Oil industry lobbyists argue that the disclosure requirement could increase operating costs and hobble competition, but the events in the Gulf of Mexico amply demonstrate that the unpredictable costs of low accountability pose a far greater hazard than small shifts to reporting practices.

The same lesson plays out in the developing world, where oil sector opacity and corruption in places like Nigeria or Peru lead to unrest that disrupts communities, company operations and supply chains and in turn drives up energy costs to American consumers. The amendment would level the competitive field by creating a uniform transparency standard for 27 of the 30 largest oil companies operating in the international arena and for the most important mining enterprises, of which only two are American.

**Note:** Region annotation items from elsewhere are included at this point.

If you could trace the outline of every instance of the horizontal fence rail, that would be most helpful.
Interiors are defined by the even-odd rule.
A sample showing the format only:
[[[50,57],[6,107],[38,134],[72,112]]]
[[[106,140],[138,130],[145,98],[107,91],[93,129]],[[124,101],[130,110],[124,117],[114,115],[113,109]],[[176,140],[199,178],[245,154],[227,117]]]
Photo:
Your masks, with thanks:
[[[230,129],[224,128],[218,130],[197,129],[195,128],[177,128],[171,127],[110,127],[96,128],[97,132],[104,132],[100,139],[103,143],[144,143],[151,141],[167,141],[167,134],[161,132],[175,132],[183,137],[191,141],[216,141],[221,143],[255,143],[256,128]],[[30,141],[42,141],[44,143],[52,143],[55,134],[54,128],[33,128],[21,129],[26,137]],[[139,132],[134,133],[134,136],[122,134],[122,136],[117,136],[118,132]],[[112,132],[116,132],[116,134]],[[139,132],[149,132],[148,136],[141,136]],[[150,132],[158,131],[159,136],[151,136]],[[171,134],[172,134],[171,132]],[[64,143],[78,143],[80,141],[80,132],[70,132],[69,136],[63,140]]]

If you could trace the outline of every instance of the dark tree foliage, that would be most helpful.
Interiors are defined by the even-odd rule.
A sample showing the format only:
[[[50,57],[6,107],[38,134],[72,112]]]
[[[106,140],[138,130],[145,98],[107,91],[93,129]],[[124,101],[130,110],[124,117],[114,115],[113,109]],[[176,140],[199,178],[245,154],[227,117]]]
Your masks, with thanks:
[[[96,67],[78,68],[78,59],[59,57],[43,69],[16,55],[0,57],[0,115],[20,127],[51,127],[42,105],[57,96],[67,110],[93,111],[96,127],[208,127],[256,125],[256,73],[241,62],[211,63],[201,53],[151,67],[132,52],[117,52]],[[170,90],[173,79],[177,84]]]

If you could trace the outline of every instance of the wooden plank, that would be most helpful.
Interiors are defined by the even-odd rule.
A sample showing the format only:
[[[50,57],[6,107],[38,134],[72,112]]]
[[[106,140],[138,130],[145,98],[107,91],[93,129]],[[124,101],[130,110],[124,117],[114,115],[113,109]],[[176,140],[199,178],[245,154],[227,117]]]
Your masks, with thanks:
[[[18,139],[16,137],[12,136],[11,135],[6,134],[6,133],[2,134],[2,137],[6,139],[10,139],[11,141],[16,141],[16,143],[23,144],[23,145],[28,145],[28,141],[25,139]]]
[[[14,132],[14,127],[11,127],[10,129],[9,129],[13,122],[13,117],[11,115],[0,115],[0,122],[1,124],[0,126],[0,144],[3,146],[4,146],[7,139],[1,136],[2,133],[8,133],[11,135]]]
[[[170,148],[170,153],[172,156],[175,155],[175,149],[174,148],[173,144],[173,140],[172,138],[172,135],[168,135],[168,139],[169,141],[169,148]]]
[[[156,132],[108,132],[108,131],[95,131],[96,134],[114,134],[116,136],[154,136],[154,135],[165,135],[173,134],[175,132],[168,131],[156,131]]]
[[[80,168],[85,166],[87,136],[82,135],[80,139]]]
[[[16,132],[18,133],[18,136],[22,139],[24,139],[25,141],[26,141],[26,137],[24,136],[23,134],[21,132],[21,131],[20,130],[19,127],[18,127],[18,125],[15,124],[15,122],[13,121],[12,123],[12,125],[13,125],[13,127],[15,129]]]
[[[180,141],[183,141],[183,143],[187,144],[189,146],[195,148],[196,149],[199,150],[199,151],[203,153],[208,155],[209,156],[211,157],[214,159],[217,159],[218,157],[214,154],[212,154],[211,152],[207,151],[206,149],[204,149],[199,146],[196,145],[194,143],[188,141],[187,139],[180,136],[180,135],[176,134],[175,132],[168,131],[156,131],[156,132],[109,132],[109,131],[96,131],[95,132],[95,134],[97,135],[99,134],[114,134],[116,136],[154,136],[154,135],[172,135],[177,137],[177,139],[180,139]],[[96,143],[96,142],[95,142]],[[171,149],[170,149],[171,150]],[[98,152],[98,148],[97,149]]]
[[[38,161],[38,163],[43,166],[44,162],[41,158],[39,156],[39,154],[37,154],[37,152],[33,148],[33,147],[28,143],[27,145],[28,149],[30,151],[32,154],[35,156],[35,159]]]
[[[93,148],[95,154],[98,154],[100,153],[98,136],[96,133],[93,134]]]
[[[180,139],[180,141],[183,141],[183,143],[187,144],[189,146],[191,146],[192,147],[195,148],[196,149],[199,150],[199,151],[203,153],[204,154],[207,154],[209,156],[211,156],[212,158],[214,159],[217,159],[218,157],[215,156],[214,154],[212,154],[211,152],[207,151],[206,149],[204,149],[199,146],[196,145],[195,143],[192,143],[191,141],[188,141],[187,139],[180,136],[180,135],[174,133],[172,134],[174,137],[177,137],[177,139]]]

The cost would be negligible, as companies already must keep records of the taxes, royalties and fees paid to the countries where they work.

Transparency helps investors manage risk and empowers governments and citizens to ask the right questions and ensure that no company operates outside the law.

Congress has a clear mandate to respond to the spill, but it will not be enough to investigate the latest disaster and tighten environmental protections. The spill, the history of mismanagement within the MMS and the current financial crisis itself are all symptoms of our government's failure to do its job.

Cleaning up the governance of the energy sector will take more than agency restructuring or large restitutions from companies. It demands that we shine permanent daylight on industry practices and government relationships through strong, legally binding public disclosure requirements.